Por último, coloca-se a questão: E depois do JJ? Será que o sucesso do JJ se deveu à estrutura do Benfica ou será que ele é de facto um fora de série? A resposta surgirá nos próximos meses. Nos últimos tempos, eu argumentava que em 20 anos, o Benfica só teve dois treinadores campeões. Um foi o Trapattoni, um treinador de classe mundial. Outro foi o JJ. Será que o JJ também é de classe mundial? Não sei. Mas analisando as coisas a frio, podemos concluir que talvez o treinador não seja tudo. Entre 95 e 2001 era impossível sermos campeões, dadas as equipas que tínhamos. Em 2001/2002 tínhamos uma equipa nova, que deu boas indicações, mas faltavam-lhe claramente rotinas. Em 2002/2003 e 2003/2004 tivemos o Camacho e ficou a ideia que só não foi campeão, especialmente na 2ª época, porque havia o Porto, do Mourinho. Ainda assim ganhou-lhe a Taça e tirou o triplete ao Mourinho.

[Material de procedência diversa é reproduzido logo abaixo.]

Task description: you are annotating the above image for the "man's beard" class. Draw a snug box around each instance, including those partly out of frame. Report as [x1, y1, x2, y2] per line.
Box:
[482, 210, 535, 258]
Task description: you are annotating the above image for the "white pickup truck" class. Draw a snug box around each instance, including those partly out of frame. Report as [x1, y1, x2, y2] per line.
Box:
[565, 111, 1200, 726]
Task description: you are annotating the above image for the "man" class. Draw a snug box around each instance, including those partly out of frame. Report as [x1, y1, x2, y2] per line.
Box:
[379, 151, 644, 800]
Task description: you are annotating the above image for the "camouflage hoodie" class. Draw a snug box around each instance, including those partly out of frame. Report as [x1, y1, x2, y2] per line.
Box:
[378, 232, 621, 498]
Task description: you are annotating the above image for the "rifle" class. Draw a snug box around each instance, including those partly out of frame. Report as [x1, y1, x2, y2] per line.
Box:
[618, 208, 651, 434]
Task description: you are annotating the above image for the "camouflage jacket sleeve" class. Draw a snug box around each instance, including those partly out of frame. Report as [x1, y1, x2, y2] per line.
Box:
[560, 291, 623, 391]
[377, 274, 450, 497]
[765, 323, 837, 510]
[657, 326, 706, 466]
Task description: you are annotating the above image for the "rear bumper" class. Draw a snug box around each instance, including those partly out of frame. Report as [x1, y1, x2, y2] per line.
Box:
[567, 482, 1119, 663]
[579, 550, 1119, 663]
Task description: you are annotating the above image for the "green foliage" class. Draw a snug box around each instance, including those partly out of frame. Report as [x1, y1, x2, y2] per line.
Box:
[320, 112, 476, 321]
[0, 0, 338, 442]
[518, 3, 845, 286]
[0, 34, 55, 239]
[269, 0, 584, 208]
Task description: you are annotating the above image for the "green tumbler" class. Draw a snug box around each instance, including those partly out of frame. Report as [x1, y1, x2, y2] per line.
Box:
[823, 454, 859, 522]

Em 2005/2006 tivemos o Koeman, mais um estrangeiro que não conhecia bem o futebol português. Éramos campeões em título, mas o campeonato não correu bem. Em contrapartida, a melhor campanha na Liga dos Campeões dos últimos anos, foi com o Koeman. Eliminámos o Man Utd na fase de grupos, eliminamos o campeão em título (Liverpool) e só fomos parados pelo Barcelona, nos 1/4, onde ainda demos luta. Em 2006/2007 tivemos um português, o Fernando Santos e foi uma época do quase. Chegámos à última jornada ainda com hipóteses (ainda que remotas) de ser campeões e caímos com algum azar na Taça e na Liga Europa. O ano seguinte foi mal planeado, tivemos três treinadores e tudo correu mal. Em 2008/2009, época antes da chegada do JJ, o treinador era o Quique Flores. Ainda relativamente jovem, nunca tinha treinado fora de Espanha e conseguiu acabar a 1ª volta a liderar o campeonato. Uma equipa ainda pouco rotinada e um conjunto de erros de arbitragem (no Dragão e contra a Académica) deitaram-nos para 3º lugar. Ainda assim ganhámos a Taça da Liga e havia indicações que podíamos melhorar. Seguiu-se o JJ, um conhecedor profundo do futebol português e que se manteve durante 6 anos seguidos (nunca ninguém tinha ficado tanto tempo). O sucesso do JJ no Benfica não terá sido essencialmente devido à estabilidade que lhe foi proporcionada, aos bons plantéis que teve à disposição e ao facto de ser um treinador com muita experiência no campeonato português e com um vasto conhecimento dos clubes, treinadores e jogadores? É provável. O futuro o dirá.